If he doesn't then this doesn't mean that you should not get counselling, because there are two issues here, 1 marriage
is not what you want and 2 you are suffering as a consequence causing sadness, being upset and probably being annoyed,
so you need to vent with a psychologist, and by saying with a psych that doesn't mean that you stop posting on this site
asking for help and support.

Some marriages can last for 65 years because they both have an understanding with each other, my marriage lasted 25 years
but ended because she couldn't help me with my depression and I was self medicating with alcohol, I do however wish that
 we were still together but that will never happen, she was my first and only love.
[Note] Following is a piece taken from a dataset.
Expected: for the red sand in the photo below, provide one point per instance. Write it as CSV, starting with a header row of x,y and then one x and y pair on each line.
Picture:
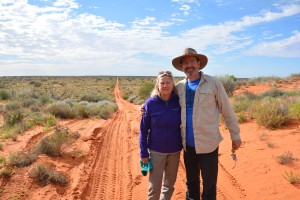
x,y
108,165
I hope that you will get back to us.Geoff, x

Carmela
Blue Voices Member
Blue Voices Member
Hi, I hope l am not too late and you get a chance to read this post.  I too found myself in your very situation many years ago. My husband and l had emotionally check out but we were living under the same roof. It was painful, hopelessness set in and l found myself grieving for a marriage that was slowing decaying from our poor
communication and time together.

We saw a marriage counsellor to determine our next steps as neither of us wanted to just ‘chuck it in’ without an independent assessment. The counsellor confirmed our feelings and highlighted to us both that to achieve the happiness we both deserve, we needed to end our marriage. It took bag full of courage to pack my bags and leave but l am today so much better off for that decision. I now have true happiness, a wonderful husband and a child l adore.

Everyone deserves happiness and true love and that includes you Princess S.  

MareeC07
Community Member

Hi Carmela,

How did you manage to find the courage to see the psychologist? I read your story and I can see so many similarities to my sister's story - except she is still married, with a 5 month old baby, and extremely unhappy. She is struggling to tell anyone how she is feeling - she's only just "broken the silence" by hinting something to me. I am trying to encourage her to see a GP so that she can get access to a psychologist, but she is terrified of speaking about her feelings. I really think she needs an independent person (i.e. a psychologist) to tell her that her marriage has to end, that she will feel horrible for a while, but then things will get better - she struggles to believe me when I tell her this. She has been unhappy in her relationship for many years...

Carmela
Blue Voices Member
Blue Voices Member

I was asked a question by a friend, 'do you want to be and feel this way in 5 or 10 years time?' Such simple words but it triggered something in me to find that courage and realise that, NO l don't want to be like this anymore.

When children are involved, l find some mothers need to ensure their child has a complete family becomes more important that her needs. Unfortunately, this really isn't good for the mum or the child as children are so receptive and in tune to their mum's feelings and sooner or later they will act out what their mum is feeling.

As your sister has started to speak, encourage her to do so and tell her that you are there for her. This reassurance will help her understand that she is not alone in her struggle and that you care enough to support her.